At the Corktown Residents and Business Association’s May public meeting, some Corktowners found themselves in fascinating seats: pews. Yes, church pews.

In the dusty back room of the Dominion on Queen beer parlour, there are chairs, booths and benches fit for the altar. Simply peculiar at first, one eventually realizes how appropriate it is: Corktown is a community in transition from civically reticent to reverent.

With the 2015 Pan Am games vaulting closer, Corktown is also one of the fastest growing neighbourhoods in Canada. And as guest speaker and Toronto-Centre MPP Glen Murray would later testify, Corktown’s voter turnout has ballooned from 12 per cent to more than 60 during recent federal elections.

The CRBA’s meetings have begun to project this burgeoning intensity—even between elections, and not just the usual suspects. As the two scores of attendees assembled for the May 1 meeting, @CorktownTO tweets: “Lots of new faces at the public meeting today!”

As the first item of business, CRBA president Larry Webb outlined a revised code of conduct for participants, resulting from the sparks that reportedly flew at last month’s powwow.

The code met with an immediate challenge when one woman called out to interrupt Webb, asking for the code to be tossed in the name of free speech. “I guess we know who I’m addressing this to, then,” he responded.

Once the challenge passed, Downtown’s most freshly intriguing community group heard guest speaker and Toronto Centre MPP Glen Murray, who paused to put down a pint before addressing the room.

He talked extensively about his community action plan, with one detail setting the room abuzz: Parliament St. could potentially be the vein for a Queen’s Quay E. LRT.

Murray was noncommittal with specifics, however, because of the convoluted state of Toronto’s municipal politics. “The mayor has been a particularly challenging person to work with,” Murray lamented.

Murray also shared his commitment to the commemoration of Corktown’s historical sites. He is investigating the possibility of designating Queen St. E. as a heritage conservation district, which would ensure its conversation in future generations, while continuing his work on behalf of the First Parliament site.

Neighbourhood history will also be the focus of a new mural.

The city has approved $5,000 for mural to go on the south side of King St. facing east, likely facing Sackville Park. The cost of the mural will be covered by the city, with additional money coming from fundraising and money left over from last year’s “gateway” mural at Queen and River streets.

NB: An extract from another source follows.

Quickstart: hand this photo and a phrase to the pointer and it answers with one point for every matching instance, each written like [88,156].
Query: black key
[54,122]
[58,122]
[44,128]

While the gateway mural was straightforwardly representational—contrasting Corktown’s famous history with the new energy of the neighbourhood—Webb said the CRBA aims for this mural to be a “freer” work.

Finally, in response to residents’ concerns, the CRBA will be fetching more information about out-of-neighbourhood professional dog walkers abusing Corktown’s off-leash parkette at Power St. between Adelaide and Richmond.

Said one resident: “We pay for space we don’t actually get to use.”

The walkers allegedly drive their doggie droves over—with as many as 11 pups per person—and set the hounds loose, deterring locals and potentially breaking a city bylaw that states commercial dog walkers can control maximum six dogs while in a park.